• Evka

Teaching kids to think before speaking.

Speaking before thinking can cause a lot more than just embarrassment for you and your child. It leads to hurt feelings, fights and sometimes even more serious consequences. Thinking before speaking is crucial to interpersonal relationships at school, work, home, and elsewhere.

So how do you teach kids to engage their brain before their mouths – or in today’s technology driven world, their fingers too? Here are some ways you can emphasize appropriate communication in your kids.

Positive Time-Outs

When you hear the term “time-out,” you probably associate it with punishment. But what we’re suggesting is a positive time-out; a short break several times a day to teach your brain to stop and refocus.

It works like this:

Choose a pleasant noise, such as a little bell or nice music. We’re using a bell for this example. At your predetermined intervals throughout the day (maybe 3 to 6 times per day), ring the bell. When this bell sounds, everyone who hears it must stop whatever they are doing or saying. They must be silent and take deep breaths. You can pray, meditate, or simply work on re-focusing during this time. After 3 to 5 minutes, everyone can resume their activities. The point of this exercise is to teach the brain to stop, refocus, and put things in perspective. The goal is to make it habitual.

Ask Why

If you hear your child say something inappropriate or gossip-y, immediately address it. Ask them why they said it; what did they get out of being snarky or inappropriate. Then ask them how it would make them feel if someone said the same thing about them. Having to engage in this somewhat lengthy exercise makes them think…and will hopefully make them think before doing it again.

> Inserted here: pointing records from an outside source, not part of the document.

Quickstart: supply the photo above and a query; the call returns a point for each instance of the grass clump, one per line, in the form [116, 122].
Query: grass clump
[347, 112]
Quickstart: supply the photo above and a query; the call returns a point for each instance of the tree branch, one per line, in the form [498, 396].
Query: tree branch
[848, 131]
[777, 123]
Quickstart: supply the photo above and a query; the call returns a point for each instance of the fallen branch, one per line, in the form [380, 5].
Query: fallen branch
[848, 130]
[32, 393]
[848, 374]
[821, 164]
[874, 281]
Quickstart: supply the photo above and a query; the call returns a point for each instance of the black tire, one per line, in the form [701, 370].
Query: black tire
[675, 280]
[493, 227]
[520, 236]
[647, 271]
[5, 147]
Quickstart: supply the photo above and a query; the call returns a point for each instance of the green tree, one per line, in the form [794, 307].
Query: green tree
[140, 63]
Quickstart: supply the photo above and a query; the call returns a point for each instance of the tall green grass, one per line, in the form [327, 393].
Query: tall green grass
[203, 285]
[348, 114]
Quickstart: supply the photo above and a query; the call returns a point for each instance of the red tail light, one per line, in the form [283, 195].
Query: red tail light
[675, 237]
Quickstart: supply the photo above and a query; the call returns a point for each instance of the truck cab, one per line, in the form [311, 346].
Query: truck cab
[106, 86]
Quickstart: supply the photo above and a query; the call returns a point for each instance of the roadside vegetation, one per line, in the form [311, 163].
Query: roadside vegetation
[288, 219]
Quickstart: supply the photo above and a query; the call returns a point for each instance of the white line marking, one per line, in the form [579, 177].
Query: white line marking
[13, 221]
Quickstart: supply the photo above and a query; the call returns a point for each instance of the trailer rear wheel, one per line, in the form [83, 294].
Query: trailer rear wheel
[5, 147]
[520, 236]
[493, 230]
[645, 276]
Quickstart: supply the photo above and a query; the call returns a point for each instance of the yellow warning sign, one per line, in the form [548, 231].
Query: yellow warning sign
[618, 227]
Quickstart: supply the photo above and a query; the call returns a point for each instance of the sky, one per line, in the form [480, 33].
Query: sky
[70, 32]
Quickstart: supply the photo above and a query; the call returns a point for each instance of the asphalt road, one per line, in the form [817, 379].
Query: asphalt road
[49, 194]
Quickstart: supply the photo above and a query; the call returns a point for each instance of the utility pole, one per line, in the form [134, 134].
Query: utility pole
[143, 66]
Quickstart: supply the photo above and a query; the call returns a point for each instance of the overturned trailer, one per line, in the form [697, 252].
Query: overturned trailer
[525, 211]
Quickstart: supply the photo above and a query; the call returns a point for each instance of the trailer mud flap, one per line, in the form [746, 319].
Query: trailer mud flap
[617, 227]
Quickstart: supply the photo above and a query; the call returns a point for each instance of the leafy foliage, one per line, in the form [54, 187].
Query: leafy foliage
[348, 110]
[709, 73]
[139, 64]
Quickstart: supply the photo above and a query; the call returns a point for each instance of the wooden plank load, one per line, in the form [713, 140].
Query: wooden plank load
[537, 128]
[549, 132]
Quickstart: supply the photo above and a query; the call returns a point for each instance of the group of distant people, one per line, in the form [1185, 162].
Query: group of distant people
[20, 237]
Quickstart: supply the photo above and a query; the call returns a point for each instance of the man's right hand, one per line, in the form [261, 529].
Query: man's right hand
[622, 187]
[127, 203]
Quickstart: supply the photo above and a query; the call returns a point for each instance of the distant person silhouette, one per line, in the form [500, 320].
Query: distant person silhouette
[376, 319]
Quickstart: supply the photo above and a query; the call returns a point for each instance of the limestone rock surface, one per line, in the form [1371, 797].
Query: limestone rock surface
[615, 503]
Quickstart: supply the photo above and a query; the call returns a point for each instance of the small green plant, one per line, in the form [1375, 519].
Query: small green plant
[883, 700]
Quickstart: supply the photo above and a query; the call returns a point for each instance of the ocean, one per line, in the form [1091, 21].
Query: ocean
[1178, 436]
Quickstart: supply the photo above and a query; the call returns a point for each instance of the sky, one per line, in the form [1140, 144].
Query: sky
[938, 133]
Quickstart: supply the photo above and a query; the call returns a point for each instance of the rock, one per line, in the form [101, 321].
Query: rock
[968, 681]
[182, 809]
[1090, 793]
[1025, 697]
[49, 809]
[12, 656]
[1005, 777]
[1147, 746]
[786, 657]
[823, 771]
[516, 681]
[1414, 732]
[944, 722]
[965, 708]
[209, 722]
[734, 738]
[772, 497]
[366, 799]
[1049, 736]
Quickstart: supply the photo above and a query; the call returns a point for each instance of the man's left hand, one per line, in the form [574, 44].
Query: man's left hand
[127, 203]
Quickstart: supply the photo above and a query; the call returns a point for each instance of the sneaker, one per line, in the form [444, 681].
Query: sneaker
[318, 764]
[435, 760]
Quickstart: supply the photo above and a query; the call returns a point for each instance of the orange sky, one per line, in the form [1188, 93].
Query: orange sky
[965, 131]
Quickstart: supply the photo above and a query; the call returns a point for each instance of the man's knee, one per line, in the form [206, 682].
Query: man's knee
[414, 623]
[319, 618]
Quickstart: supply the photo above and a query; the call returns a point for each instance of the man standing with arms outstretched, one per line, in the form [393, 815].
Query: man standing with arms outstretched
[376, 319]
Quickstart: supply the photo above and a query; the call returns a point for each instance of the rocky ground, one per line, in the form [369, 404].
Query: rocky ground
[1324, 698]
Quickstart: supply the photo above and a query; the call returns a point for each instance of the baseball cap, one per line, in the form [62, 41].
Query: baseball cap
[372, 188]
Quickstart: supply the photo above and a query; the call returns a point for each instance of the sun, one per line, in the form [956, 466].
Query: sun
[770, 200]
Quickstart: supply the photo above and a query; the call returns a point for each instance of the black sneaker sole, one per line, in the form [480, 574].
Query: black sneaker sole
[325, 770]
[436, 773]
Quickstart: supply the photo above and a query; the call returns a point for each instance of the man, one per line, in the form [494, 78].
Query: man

Learning to ask yourself, “Why do I want to say this?” before actually saying it may save many a relationship in the future.

Consider Consequences

Help them understand the potential consequences of what they want to communicate. If it seems good – “I’ll make people laugh!” – then ask your child to pause and consider if the consequences are all good. For example, they may make people laugh with their comment, but who might they hurt in the process? While no one can predict everything and some people get offended at the oddest things, at least teach them to do the best they can in this respect.


Every day you can find examples of what can happen when someone is embarrassed and hurt by thoughtless words and actions. From something as small as a crying child to the more tragic examples of teens committing suicide because they were so humiliated by the words of their peers.

Oftentimes children say things that are probably not intended to be really mean; they are just thoughtless. But thoughtlessness could cost someone his or her life. Explain this in age-appropriate terms and use examples to help them understand that they simply need to take a few seconds to think before they speak.